Flooding and our children โ€“ Trinidad and Tobago Newsday




RESCUE TEAM: Barrackpore residents, including Haffize Mohammed and Nick Boodram, use a tractor to drive through floodwaters on New Colonial Road, in an effort to find and help stranded residents on Monday. - Lincoln Holder

THE EDITOR: The events of the last few days are all too familiar: the brown torrent of water covering the roads, the screams of trapped voters, and the laments over the loss of household goods, business stocks, and other material possessions.

To this familiar annual litany comes a new note of alarm: the desperation of children trapped in their homes, unable to take their CSEC or CAPE exams. Many students in the center and south of the country are in the midst of written exams for which they have been preparing for several years and which will affect their immediate and long-term future.

Opposition deputies, councilors and councilors have done and are doing everything possible to help these students get to their exam centres.

However, it is the Government that controls the resources, and I urge you to immediately mobilize your resources to ensure that our children can get to and from their examination centers.
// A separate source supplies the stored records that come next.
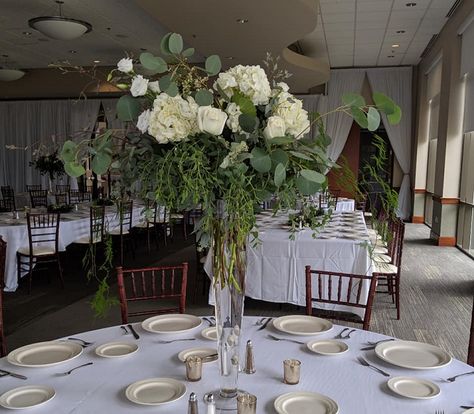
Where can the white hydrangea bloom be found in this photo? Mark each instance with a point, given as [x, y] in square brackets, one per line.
[290, 109]
[252, 81]
[173, 119]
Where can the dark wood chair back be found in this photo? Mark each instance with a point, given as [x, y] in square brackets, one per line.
[62, 199]
[154, 284]
[39, 198]
[43, 228]
[470, 351]
[340, 289]
[97, 223]
[3, 256]
[8, 195]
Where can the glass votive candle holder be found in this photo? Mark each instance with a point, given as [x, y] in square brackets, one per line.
[291, 371]
[246, 404]
[193, 368]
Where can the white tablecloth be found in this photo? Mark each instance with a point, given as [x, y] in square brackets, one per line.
[276, 267]
[345, 204]
[73, 226]
[356, 389]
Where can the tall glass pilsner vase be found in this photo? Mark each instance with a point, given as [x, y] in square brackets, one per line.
[229, 265]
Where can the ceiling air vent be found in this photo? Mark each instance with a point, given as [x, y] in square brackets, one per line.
[451, 11]
[429, 45]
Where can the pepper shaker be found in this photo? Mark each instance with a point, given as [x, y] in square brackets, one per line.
[192, 404]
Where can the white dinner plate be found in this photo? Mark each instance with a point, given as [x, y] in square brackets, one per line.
[328, 347]
[26, 397]
[200, 352]
[44, 354]
[302, 325]
[413, 355]
[171, 323]
[416, 388]
[155, 391]
[116, 349]
[305, 403]
[210, 333]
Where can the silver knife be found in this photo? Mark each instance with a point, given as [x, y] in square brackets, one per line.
[265, 324]
[134, 333]
[12, 374]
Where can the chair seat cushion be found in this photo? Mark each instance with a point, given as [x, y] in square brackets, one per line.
[116, 231]
[37, 250]
[382, 258]
[385, 268]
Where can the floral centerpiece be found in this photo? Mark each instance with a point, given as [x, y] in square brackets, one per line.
[222, 140]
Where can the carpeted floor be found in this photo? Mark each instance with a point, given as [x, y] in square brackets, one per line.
[437, 293]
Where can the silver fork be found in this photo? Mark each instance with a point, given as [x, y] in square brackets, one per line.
[452, 379]
[366, 364]
[175, 340]
[275, 338]
[73, 369]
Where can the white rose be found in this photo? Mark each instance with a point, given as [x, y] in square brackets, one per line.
[143, 120]
[211, 120]
[125, 65]
[154, 86]
[275, 127]
[139, 86]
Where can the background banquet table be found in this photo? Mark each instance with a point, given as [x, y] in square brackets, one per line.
[73, 226]
[100, 388]
[276, 266]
Floods, poor roads and the harsh social conditions we all live in have already taken a toll on these innocents. Through no fault of their own, the places where they live, study and fight have become, in some cases, unbearable.
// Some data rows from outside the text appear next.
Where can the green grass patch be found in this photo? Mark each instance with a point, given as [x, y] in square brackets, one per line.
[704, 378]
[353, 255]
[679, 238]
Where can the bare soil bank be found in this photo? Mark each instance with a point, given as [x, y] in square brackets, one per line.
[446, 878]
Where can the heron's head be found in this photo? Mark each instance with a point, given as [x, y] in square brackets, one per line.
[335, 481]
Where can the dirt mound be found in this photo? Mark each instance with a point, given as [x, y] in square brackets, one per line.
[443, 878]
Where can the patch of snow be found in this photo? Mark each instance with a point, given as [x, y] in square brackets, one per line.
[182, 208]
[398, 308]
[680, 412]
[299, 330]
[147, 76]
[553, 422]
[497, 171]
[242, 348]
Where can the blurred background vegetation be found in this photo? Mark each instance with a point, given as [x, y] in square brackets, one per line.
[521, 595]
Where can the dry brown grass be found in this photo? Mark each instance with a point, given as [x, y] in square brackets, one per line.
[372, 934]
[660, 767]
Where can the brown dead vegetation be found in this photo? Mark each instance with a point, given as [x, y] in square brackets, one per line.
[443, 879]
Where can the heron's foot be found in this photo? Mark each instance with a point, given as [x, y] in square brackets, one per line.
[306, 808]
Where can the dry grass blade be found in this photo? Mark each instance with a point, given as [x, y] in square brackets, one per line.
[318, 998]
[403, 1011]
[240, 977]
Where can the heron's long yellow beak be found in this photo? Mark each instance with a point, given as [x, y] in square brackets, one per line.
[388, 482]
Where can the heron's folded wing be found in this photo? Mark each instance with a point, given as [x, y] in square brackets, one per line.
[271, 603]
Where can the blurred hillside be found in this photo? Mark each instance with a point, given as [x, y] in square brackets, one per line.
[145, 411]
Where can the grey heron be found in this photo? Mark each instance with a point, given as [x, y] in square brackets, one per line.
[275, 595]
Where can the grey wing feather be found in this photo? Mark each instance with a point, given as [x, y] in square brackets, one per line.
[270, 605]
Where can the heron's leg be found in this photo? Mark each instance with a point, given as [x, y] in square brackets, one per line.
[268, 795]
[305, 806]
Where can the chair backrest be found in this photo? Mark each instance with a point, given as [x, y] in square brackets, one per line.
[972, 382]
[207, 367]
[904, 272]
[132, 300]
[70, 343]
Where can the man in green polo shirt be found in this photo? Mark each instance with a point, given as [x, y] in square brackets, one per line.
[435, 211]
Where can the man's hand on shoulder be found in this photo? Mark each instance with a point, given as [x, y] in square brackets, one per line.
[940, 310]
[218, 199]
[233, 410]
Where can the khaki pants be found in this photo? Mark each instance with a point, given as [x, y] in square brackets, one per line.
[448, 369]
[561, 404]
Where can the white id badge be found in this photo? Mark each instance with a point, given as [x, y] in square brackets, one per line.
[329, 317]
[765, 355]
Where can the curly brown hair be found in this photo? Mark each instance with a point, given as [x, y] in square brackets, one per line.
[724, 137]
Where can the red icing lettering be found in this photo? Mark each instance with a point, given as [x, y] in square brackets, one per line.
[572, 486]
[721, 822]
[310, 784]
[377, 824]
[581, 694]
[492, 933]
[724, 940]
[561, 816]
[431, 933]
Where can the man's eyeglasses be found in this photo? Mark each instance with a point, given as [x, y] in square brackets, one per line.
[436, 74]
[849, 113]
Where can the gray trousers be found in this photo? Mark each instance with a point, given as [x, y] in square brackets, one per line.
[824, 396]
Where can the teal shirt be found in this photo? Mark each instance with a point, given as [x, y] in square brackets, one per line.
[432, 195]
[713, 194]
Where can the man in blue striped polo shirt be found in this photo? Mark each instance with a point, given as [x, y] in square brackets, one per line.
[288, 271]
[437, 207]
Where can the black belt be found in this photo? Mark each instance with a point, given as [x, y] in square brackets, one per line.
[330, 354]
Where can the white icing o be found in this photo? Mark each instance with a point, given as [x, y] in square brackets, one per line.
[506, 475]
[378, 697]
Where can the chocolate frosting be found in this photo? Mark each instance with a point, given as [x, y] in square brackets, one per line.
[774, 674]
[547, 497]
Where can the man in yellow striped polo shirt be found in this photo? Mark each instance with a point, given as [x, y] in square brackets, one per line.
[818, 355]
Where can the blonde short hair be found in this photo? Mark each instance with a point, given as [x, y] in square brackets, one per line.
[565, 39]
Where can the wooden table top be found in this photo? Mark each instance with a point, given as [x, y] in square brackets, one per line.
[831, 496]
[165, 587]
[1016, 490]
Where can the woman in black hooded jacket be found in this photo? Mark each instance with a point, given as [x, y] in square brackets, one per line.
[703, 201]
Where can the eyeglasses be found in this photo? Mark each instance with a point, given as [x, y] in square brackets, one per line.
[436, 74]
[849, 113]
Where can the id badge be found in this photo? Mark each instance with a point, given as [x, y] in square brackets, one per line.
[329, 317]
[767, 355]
They already enter the exam room with all this hanging around their necks. I beg the Government not to add the more serious injury of not being able to enter the examination room.
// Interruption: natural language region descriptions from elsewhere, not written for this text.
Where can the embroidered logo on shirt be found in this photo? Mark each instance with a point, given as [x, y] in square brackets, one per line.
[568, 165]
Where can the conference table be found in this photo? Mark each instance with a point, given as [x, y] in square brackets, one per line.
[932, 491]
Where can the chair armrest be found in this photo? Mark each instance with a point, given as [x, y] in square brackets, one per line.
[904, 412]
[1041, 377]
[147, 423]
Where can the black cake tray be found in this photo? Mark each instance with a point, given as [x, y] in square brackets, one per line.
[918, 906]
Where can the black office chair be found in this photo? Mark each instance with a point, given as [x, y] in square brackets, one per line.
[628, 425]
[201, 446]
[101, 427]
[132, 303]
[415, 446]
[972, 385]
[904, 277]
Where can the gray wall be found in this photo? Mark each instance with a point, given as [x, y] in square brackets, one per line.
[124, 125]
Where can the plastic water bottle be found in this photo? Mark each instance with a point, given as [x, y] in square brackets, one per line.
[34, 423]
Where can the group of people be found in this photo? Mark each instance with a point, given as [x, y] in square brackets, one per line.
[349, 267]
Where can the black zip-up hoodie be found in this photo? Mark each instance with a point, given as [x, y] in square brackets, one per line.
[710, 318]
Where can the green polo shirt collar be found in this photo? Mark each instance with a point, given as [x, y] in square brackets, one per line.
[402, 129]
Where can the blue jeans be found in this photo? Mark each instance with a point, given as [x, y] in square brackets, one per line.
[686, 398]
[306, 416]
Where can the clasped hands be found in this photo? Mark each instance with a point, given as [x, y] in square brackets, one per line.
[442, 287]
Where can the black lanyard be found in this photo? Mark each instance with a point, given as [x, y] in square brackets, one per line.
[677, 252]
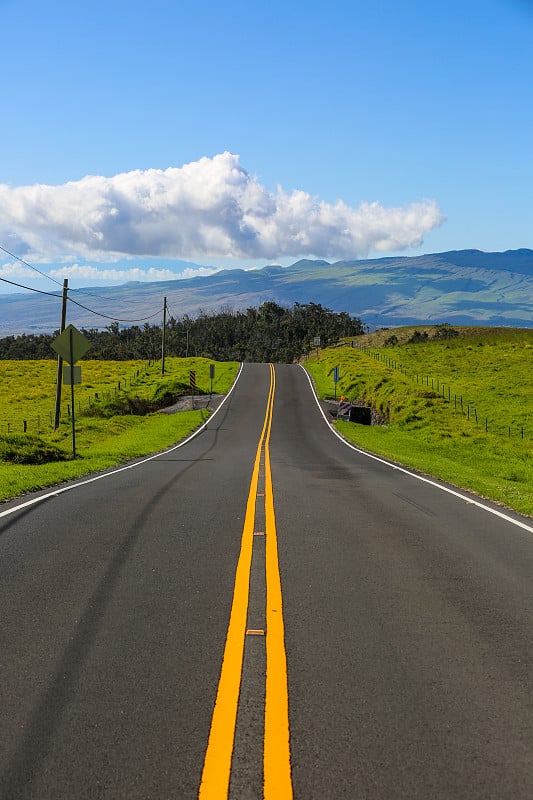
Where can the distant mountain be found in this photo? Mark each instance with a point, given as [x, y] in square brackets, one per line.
[465, 287]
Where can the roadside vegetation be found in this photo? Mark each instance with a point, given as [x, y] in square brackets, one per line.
[268, 333]
[117, 416]
[457, 406]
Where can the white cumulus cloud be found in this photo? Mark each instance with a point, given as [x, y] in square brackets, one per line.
[209, 208]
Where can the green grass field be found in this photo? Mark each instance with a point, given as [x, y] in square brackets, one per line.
[27, 392]
[459, 409]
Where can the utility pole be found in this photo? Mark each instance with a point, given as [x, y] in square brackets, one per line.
[59, 379]
[163, 337]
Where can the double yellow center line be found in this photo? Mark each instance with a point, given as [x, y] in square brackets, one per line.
[276, 753]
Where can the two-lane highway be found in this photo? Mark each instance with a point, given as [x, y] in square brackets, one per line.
[264, 611]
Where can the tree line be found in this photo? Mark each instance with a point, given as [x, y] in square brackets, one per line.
[268, 333]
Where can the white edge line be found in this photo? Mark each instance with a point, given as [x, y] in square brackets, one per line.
[99, 477]
[464, 497]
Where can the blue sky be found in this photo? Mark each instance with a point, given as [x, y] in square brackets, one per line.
[245, 133]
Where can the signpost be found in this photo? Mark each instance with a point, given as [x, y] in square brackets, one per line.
[335, 379]
[192, 383]
[72, 345]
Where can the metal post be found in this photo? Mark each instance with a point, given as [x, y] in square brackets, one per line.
[59, 359]
[163, 337]
[72, 395]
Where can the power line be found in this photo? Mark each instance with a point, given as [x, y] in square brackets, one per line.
[114, 319]
[27, 264]
[29, 288]
[51, 294]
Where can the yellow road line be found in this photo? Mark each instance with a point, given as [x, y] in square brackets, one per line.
[276, 757]
[217, 764]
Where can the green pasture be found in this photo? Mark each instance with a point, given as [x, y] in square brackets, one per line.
[42, 457]
[459, 409]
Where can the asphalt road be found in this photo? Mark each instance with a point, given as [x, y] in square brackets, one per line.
[395, 620]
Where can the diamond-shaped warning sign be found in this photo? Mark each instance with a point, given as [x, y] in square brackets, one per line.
[71, 345]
For many of these students, especially those from remote communities, one promise of our nation still stands: the promise of an education as a means of upward mobility.

The government should treat this issue as an emergency as if they are unable to sit their exams in the stipulated period over the next few days and weeks, the lives of these children will be stagnant for a year as there is no guarantee that CXC will accommodate them. . write these exams later this year.

The government can help:

* Identify who, where and how many students are affected.

* Allocate resources (4-wheel drive vehicles and appropriate drivers) and perhaps safe temporary accommodation, closer to test centers, for those in particularly affected areas.

*Ask CXC for alternate arrangements for those students who actually missed their exams due to the flood.

All my colleagues and I already have an idea of โ€‹โ€‹where the most affected students are, and as always, we are ready to cooperate with the government to help our young constituents.

I also urge, as many have done before me, that the government do what is necessary with common sense to ensure that the annual flooding becomes a mere inconvenience rather than a real emergency where lives, work and studies are interrupted. are directly affected.

I urge the Government to put political games aside and think about the well-being of our students, including their mental well-being, considering that they would have spent years preparing for these exams. Their future is the future of the country.